Rebuttal: Composite Pattern

Oren Eini (aka Ayende Rahien) has an interesting series on his blog where he reviews the GoF Design Patterns and how they apply (or don’t) to modern software development.

As part of this series he also reviews the Composite Pattern and finishes with the following advice:

Recommendation: If your entire dataset can easily fit in memory, and it make sense, go ahead. Most of the time, you probably should stay away.

I find his conclusion somewhat limited as he only seems to take data storage/structures into account. But what about code that “does” things?

If you consider the following interface:

public interface IWriter
{
  void Write(Foo foo);
}

there may be a lot of implementations that write somewhere. Like the local file system. A database. A WCF service or any number of other targets. And what if you want to write to several of those targets and not only one? Do you want to change your code to handle a List<IWriter>? Everywhere? No? Me neither. Instead I prefer to leave my existing code that knows how to write to a single target as is and introduce a composite writer that does the job of writing to multiple targets for me.

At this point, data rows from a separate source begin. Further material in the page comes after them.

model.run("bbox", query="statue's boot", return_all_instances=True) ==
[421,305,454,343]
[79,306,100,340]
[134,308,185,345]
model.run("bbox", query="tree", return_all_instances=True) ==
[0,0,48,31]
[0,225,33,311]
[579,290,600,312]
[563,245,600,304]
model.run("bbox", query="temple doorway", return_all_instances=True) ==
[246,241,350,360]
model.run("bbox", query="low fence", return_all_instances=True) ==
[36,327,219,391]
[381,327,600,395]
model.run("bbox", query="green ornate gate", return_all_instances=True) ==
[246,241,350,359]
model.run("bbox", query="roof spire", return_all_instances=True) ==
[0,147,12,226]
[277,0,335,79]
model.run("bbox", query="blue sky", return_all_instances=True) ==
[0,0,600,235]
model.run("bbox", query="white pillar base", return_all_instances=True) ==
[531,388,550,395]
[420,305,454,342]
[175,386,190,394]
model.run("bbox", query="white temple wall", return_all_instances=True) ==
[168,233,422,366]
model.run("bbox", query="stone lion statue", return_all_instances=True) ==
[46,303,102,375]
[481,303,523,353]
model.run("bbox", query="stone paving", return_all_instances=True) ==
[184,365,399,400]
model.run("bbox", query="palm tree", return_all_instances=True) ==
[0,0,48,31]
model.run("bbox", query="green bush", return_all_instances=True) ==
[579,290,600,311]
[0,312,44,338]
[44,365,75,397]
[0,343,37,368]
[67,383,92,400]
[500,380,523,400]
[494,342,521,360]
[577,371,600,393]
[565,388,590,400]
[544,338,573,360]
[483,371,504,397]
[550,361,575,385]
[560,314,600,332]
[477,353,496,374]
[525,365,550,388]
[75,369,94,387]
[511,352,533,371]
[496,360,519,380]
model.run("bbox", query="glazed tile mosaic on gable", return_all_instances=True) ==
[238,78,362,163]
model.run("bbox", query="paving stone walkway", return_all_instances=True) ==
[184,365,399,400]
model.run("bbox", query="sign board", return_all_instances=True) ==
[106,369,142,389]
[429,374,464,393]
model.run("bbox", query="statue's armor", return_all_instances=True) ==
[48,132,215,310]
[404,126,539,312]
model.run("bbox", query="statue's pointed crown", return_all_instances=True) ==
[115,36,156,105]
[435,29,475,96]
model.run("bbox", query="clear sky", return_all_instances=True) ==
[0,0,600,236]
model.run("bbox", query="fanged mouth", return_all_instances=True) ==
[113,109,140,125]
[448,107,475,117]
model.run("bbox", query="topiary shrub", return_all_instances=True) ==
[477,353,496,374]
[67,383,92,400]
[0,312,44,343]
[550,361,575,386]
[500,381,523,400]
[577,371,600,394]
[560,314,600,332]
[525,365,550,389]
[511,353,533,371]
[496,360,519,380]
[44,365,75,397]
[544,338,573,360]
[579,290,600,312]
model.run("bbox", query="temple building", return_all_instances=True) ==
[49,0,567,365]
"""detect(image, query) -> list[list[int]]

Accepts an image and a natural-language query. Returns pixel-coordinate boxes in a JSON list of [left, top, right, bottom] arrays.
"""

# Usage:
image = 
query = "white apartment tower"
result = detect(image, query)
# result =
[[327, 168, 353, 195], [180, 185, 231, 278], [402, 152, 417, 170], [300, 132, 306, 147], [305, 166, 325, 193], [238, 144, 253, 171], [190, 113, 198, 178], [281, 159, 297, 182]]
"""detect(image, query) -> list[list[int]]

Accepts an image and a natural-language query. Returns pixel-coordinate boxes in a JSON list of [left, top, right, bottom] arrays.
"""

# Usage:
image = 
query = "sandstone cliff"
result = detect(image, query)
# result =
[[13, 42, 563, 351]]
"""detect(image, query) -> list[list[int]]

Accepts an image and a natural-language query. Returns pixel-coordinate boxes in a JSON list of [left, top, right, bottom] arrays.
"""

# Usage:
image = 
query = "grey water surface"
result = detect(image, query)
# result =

public class CompositeWriter : IWriter
{
  private readonly List<IWriter> writers = new List<IWriter>();
  public void Write(Foo foo)
  {
    foreach(var writer in this.writers)
    {
      writer.Write(foo);
    }
  }
  public void Add(IWriter writer)
  {
    this.writers.Add(writer);
  }
}

The sample ignores validation or error handling (Does the composite ignore errors in its targets and just continues? Do the targets have to handle the errors themselves etc.). It also ignores the possible complexity of the Foo it has to write. This is where I agree with Oren. If this structure is large and you need to duplicate it for every Write() you are screwed.

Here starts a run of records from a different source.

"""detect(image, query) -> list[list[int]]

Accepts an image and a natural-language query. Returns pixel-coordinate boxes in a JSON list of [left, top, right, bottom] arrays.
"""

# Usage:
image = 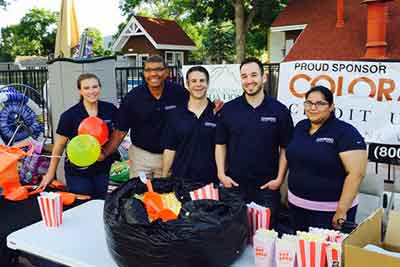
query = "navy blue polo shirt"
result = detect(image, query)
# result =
[[56, 101, 119, 176], [162, 102, 218, 183], [116, 81, 189, 154], [286, 114, 366, 201], [216, 95, 293, 186]]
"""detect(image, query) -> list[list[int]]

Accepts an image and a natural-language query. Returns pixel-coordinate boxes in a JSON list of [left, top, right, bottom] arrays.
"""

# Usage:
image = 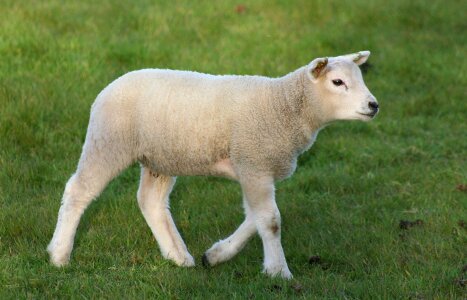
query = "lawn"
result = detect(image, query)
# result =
[[0, 0, 467, 299]]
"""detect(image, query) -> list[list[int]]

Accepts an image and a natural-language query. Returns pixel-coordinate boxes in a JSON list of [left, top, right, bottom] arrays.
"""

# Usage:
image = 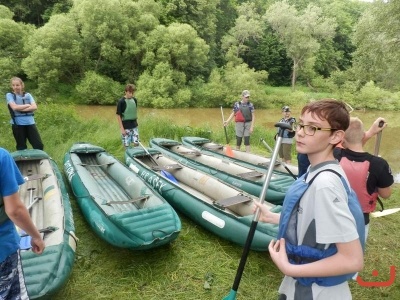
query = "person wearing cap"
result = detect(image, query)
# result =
[[279, 106, 296, 164], [224, 90, 255, 152]]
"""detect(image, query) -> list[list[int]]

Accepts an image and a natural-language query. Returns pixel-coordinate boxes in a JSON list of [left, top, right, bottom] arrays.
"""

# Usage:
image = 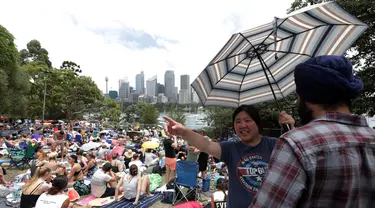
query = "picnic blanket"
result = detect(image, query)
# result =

I also ignore the delay that might be introduced by writing to an arbitrarily large set of targets. But you can also handle that inside the composite. Maybe you introduce timeouts for calling a single writer. Or you write a decorator that calls a writer on a background thread if that fits your needs. You can make your solution as complex or simple as you have to. The fact is: Your original code won’t know about that complexity. It just calls an implementation of your IWriter interface. I think this is what SRP is about.

You isolate the callers from the possibly complex task of calling out to multiple targets. Your composite is responsible for dealing with that complexity. And that is it’s only responsibility.